BACKGROUND: Few data exist on the metabolic responses to mixed meals with different glycemic indexes and their effects on substrate metabolism during exercise in women. OBJECTIVE: We examined the effects of preexercise mixed meals providing carbohydrates with high (HGI) or low glycemic index (LGI) on substrate utilization during rest and exercise in women. DESIGN: Eight healthy, active, eumenorrheic women [aged 18.6 +/- 0.9 y; body mass: 59.9 +/- 7.1 kg; maximal oxygen uptake (VO(2)max): 48.7 +/- 1.1 mL . kg(-1) . min(-1)] completed 2 trials. On each occasion, subjects were provided with a test breakfast 3 h before performing a 60-min run at 65% VO(2)max on a motorized treadmill. Both breakfasts provided 2 g carbohydrate/kg body mass and were isoenergetic. The calculated GIs of the meals were 78 (HGI) and 44 (LGI).
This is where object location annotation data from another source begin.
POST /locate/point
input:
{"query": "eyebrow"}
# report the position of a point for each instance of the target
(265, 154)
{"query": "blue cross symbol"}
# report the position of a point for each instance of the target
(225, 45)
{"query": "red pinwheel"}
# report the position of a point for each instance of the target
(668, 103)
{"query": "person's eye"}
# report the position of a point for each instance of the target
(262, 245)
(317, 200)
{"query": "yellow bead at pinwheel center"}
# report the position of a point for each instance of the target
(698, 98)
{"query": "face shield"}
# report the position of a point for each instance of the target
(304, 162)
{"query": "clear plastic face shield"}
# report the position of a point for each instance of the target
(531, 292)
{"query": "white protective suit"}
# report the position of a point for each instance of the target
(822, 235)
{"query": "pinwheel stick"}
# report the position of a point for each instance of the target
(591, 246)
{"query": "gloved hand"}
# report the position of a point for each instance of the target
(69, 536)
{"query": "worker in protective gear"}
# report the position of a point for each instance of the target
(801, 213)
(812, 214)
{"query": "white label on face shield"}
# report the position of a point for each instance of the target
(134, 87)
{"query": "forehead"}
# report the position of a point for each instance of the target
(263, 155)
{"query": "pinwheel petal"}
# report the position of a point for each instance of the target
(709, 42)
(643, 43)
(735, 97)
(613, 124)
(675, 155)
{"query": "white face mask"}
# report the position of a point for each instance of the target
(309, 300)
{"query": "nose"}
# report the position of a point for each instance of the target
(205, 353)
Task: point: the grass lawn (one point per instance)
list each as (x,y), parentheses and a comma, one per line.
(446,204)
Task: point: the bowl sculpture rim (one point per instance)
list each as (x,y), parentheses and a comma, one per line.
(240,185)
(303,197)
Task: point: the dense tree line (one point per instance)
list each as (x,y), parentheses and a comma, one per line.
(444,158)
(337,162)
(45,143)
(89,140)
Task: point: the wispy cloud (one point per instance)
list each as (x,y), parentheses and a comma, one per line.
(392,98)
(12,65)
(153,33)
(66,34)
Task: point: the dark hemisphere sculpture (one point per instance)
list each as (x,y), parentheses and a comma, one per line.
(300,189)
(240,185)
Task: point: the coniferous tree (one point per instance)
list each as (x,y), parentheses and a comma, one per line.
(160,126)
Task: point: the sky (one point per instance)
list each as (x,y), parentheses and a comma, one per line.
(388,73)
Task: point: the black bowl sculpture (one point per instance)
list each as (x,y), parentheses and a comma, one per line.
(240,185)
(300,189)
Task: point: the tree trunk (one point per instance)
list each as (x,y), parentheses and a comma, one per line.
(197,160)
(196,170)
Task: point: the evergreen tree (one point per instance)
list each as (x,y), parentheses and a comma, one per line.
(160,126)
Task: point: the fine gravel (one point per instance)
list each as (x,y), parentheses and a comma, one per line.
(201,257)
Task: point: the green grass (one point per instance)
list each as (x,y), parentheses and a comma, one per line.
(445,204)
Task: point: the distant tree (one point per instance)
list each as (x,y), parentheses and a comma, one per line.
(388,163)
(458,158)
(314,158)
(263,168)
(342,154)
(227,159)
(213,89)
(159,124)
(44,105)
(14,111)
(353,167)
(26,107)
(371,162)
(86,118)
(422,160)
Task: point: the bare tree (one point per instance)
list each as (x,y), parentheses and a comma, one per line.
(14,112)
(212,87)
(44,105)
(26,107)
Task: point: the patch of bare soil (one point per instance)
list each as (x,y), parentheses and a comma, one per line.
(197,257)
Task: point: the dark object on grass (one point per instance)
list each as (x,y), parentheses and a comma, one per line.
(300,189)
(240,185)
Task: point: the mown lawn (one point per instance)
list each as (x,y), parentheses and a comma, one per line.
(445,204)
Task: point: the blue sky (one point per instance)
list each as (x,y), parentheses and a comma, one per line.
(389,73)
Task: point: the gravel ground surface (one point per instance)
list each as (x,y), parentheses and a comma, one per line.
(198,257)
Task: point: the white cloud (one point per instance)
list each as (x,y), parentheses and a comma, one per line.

RESULTS: Peak plasma glucose and serum insulin concentrations were greater after the HGI breakfast than after the LGI breakfast (P < 0.05). No significant differences in substrate oxidation were reported throughout the postprandial period. During exercise, the estimated rate of fat oxidation was greater in the LGI trial than in the HGI trial (P < 0.05). Similarly, plasma free fatty acid and glycerol concentrations were higher throughout exercise in the LGI trial (P < 0.05). No significant differences in plasma glucose or serum insulin were observed during exercise. CONCLUSION: Altering the GI of the carbohydrate within a meal significantly changes the postprandial hyperglycemic and hyperinsulinemic responses in women. A LGI preexercise meal resulted in a higher rate of fat oxidation during exercise than did an HGI meal.